5.1. Validation in Large-Scale Human Cohorts:
Most current data linking EDCs to altered EV cargo comes from in vitro or animal models, with limited human biomonitoring studies. Future research should prioritize longitudinal epidemiological studies to validate specific EV-associated biomarkers in diverse populations. Establishing a direct correlation between urinary or blood levels of EDC metabolites and specific EV signatures could solidify the use of EVs as non-invasive liquid biopsies for early risk stratification.

5.2. EVs as Dynamic Exposome Trackers
The concept of “exposome” implies exposure to mixtures of environmental pollutants that fluctuate over time. Since EVs reflect the real-time physiological state of the parent cell, future technologies should aim to develop multi-component biomarker panels. This would allow EVs to serve as a monitoring system to track the actual, combined, and dynamic human exposome and identify the molecular signatures (proteins, lipids, and nucleic acids) of EDCs before the clinical onset of cancer.

5.3. Deciphering Cargo Sorting Mechanisms
While we know EDCs alter EV cargo, the precise molecular machinery by which these chemicals modify the sorting process remains incompletely understood. It is crucial to investigate how EDCs influence the ESCRT-dependent and independent pathways to selectively package pathogenic miRNAs, lncRNAs, lipids or proteins.

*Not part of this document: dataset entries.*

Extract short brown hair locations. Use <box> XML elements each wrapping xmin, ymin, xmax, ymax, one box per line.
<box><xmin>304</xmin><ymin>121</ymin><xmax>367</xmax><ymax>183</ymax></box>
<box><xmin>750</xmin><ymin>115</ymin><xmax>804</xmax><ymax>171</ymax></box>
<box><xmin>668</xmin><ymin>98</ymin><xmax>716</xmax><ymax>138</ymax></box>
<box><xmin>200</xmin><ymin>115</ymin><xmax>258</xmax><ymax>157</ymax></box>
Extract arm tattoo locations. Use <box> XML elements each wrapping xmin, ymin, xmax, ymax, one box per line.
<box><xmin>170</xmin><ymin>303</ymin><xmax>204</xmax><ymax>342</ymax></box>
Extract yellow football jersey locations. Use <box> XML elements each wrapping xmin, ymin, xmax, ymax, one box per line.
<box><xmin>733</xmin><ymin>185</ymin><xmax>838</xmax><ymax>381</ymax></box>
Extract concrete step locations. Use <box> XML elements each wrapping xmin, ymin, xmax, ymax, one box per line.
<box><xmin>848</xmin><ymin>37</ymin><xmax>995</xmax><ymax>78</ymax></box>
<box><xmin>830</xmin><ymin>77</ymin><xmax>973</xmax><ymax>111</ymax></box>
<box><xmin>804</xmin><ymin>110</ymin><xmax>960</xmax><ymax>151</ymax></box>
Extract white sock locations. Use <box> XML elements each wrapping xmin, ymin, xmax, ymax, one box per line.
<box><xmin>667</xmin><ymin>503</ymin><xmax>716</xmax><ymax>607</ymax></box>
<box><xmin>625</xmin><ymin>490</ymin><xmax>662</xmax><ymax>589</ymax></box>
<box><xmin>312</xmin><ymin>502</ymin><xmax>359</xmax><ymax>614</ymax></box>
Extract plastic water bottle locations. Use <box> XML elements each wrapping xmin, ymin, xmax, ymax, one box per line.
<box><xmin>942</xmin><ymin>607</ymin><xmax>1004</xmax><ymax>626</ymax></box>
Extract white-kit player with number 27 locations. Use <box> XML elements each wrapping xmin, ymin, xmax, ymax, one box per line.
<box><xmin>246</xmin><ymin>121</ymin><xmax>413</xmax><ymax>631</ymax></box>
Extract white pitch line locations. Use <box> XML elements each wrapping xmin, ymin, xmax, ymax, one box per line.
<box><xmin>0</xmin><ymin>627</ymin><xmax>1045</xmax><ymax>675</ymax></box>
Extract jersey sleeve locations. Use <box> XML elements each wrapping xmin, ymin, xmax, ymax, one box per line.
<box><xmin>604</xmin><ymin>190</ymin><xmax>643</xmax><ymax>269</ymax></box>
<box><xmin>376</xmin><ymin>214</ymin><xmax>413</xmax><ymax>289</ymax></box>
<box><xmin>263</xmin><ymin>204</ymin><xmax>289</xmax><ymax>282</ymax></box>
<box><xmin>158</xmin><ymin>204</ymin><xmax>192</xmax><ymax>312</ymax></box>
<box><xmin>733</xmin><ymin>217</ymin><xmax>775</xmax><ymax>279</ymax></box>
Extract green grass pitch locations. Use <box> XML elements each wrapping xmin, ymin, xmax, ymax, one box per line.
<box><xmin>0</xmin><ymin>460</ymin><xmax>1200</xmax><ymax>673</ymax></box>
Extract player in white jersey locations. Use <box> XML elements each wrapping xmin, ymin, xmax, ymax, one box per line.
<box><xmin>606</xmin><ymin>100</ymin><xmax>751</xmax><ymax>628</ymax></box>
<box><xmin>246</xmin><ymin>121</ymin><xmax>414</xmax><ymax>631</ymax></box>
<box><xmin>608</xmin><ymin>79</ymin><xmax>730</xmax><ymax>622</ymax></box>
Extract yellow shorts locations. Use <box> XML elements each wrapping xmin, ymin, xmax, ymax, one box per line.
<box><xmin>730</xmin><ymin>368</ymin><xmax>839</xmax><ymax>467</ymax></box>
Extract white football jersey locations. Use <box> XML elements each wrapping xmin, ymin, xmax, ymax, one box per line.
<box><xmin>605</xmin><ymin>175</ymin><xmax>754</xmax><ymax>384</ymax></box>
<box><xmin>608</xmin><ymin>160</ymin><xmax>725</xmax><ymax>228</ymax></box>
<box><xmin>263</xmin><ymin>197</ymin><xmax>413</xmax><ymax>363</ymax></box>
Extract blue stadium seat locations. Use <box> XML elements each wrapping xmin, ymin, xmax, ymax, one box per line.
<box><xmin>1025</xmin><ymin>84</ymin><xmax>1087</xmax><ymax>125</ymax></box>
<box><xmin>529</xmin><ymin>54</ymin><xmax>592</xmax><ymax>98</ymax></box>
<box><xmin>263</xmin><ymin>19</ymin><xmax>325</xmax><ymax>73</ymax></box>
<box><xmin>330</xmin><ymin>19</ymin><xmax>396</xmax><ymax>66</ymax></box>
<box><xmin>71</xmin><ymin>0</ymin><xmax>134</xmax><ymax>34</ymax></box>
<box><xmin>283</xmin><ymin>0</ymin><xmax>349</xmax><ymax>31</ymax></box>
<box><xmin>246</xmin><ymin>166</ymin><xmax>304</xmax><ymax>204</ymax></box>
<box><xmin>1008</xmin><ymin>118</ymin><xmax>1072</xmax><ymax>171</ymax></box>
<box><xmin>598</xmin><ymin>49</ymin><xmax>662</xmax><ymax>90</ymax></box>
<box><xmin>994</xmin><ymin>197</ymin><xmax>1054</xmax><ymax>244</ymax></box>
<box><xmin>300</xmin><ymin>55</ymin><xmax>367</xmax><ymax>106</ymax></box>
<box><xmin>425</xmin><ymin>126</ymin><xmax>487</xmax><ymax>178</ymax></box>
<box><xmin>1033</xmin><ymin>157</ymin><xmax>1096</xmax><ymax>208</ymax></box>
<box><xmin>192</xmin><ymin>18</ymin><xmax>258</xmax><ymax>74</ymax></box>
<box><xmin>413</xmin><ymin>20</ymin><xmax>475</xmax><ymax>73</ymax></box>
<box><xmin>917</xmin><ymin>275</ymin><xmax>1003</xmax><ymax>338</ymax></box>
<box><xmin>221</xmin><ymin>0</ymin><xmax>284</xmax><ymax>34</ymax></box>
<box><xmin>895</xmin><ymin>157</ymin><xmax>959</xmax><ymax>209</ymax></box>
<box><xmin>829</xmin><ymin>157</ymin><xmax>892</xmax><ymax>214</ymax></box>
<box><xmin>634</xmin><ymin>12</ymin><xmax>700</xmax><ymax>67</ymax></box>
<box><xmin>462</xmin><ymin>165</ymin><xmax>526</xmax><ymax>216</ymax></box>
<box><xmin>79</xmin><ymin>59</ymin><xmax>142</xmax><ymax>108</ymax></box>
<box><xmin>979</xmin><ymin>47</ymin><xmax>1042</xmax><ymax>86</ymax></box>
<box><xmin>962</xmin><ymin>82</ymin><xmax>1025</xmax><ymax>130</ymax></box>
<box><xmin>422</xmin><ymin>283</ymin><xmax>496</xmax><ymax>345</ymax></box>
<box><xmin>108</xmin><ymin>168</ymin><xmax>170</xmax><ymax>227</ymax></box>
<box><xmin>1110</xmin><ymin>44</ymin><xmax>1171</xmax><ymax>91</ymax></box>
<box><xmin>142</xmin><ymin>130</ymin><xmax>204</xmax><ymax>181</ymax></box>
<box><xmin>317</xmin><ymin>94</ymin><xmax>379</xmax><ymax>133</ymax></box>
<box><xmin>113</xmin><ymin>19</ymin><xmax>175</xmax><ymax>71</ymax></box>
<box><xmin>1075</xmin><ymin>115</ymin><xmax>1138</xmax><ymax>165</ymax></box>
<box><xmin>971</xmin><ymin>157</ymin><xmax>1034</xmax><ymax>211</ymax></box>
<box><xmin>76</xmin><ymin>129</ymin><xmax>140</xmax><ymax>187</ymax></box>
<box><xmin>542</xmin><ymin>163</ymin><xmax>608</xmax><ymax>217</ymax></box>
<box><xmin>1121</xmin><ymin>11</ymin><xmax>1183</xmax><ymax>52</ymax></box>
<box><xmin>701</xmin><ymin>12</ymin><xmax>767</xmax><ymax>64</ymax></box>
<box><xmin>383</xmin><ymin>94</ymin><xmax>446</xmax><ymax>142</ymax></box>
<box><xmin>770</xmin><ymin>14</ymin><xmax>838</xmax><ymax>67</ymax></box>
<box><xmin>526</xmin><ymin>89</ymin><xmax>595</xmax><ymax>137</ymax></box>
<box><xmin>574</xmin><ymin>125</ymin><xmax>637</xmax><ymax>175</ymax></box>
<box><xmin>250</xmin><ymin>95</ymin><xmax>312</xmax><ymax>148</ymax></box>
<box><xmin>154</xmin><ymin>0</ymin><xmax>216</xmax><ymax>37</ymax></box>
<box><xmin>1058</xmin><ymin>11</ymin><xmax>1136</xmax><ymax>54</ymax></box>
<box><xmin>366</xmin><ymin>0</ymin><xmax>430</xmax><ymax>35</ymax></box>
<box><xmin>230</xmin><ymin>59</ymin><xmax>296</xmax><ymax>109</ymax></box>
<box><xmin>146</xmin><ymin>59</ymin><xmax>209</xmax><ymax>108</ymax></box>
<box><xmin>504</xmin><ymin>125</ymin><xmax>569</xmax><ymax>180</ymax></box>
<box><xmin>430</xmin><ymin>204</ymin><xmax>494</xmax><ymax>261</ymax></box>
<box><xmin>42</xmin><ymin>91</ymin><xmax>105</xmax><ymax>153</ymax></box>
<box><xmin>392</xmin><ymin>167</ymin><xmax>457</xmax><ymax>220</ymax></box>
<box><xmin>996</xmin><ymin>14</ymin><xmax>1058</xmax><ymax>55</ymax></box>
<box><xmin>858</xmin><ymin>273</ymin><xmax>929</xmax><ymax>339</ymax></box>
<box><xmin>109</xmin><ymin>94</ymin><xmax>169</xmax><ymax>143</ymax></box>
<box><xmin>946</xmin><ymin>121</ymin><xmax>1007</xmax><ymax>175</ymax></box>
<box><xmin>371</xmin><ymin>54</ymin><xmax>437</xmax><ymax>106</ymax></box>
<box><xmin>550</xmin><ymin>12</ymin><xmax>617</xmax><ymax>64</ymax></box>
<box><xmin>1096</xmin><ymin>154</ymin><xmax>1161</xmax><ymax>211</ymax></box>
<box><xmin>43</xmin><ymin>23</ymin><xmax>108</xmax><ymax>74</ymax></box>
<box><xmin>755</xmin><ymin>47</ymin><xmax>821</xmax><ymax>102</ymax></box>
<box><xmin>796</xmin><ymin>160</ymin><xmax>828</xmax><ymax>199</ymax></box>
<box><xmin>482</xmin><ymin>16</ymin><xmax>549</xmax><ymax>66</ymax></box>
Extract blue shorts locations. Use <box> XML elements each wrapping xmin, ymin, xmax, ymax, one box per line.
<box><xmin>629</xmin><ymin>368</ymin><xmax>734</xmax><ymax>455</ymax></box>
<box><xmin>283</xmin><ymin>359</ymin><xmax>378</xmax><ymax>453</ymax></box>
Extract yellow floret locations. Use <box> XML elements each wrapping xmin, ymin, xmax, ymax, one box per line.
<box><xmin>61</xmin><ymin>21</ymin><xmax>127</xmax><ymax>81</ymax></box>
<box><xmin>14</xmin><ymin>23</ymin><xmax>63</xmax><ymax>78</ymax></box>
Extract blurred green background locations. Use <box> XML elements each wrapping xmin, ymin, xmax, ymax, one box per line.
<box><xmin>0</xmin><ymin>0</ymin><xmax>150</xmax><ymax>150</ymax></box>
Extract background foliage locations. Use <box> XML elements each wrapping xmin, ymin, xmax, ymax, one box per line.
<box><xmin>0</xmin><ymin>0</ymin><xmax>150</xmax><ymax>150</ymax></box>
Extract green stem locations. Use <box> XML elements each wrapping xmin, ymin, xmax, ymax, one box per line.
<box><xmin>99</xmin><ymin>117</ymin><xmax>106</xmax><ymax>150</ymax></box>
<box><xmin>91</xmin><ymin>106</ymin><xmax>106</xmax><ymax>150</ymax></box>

Elucidating these specific sorting mechanisms could reveal novel targets to, for example, prevent the packaging of “toxic messages”.

5.4. Translating Therapeutic Strategies to the Clinic
The therapeutic potential of disrupting the EDC-EV communication network is promising but requires rigorous clinical evaluation. Future drug development should focus on agents that can safely inhibit EV secretion, such as inhibitors of neutral sphingomyelinase 2 (e.g., GW4869) or Rab GTPases, without compromising physiological intercellular communication. Additionally, strategies to neutralize pathogenic cargo must be optimized for systemic delivery and specificity to the TME.